Consider the following: if the first-line defense of the immune system, antibodies, fade over (for example) 6 months; and there are two similarly infectious variants beginning to circulate; then the variant that is least like the variants circulating in the past 6 months is the one that is going to predominate. Because the variants most like the ones circulating in, say, the last 3 months, are going to be most susceptible to being neutralized by existing antibodies still active in peoples’ immune systems. The variant least likely to be neutralized by those antibodies, vs. antibodies that have already faded away over time, is the one that is going to take over.

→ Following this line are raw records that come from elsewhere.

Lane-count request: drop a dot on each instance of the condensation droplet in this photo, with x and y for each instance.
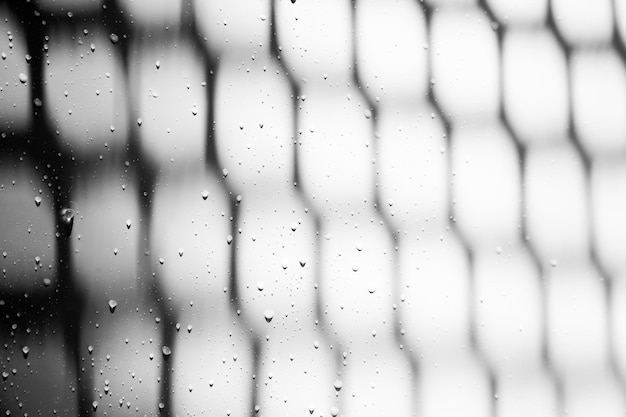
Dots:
(166, 351)
(338, 385)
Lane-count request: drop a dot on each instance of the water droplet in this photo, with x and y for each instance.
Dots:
(67, 216)
(166, 351)
(338, 385)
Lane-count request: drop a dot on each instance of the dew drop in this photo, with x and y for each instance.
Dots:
(166, 351)
(338, 385)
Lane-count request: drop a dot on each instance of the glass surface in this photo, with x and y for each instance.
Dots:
(312, 208)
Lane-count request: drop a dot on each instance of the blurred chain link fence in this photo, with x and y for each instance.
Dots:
(323, 208)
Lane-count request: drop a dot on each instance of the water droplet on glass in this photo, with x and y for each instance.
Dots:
(166, 351)
(338, 384)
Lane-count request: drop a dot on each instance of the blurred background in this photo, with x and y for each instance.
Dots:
(313, 207)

And so we see a fairly rapid turnover of variants; but on the other hand, because B-cells and T-cells are relatively permanent, those lines of defenses are increasingly able to blunt serious disease among those whose immune systems are not weak or compromised. So the death rate is much lower than before but remains concentrated among the elderly (of course, those elderly most susceptible to COVID probably already died of it in 2020 or 2021).
The next variant of concern appears to be BA.2.75, which started in India in May and has spread to many countries since but has not yet become dominant in any other country. If it follows the pattern of BA.2.12.1 and BA.4&5, it will take over dominance in the next several months, but there will not be a big spike in the number of infections, as had been the case in 2020 and 2021.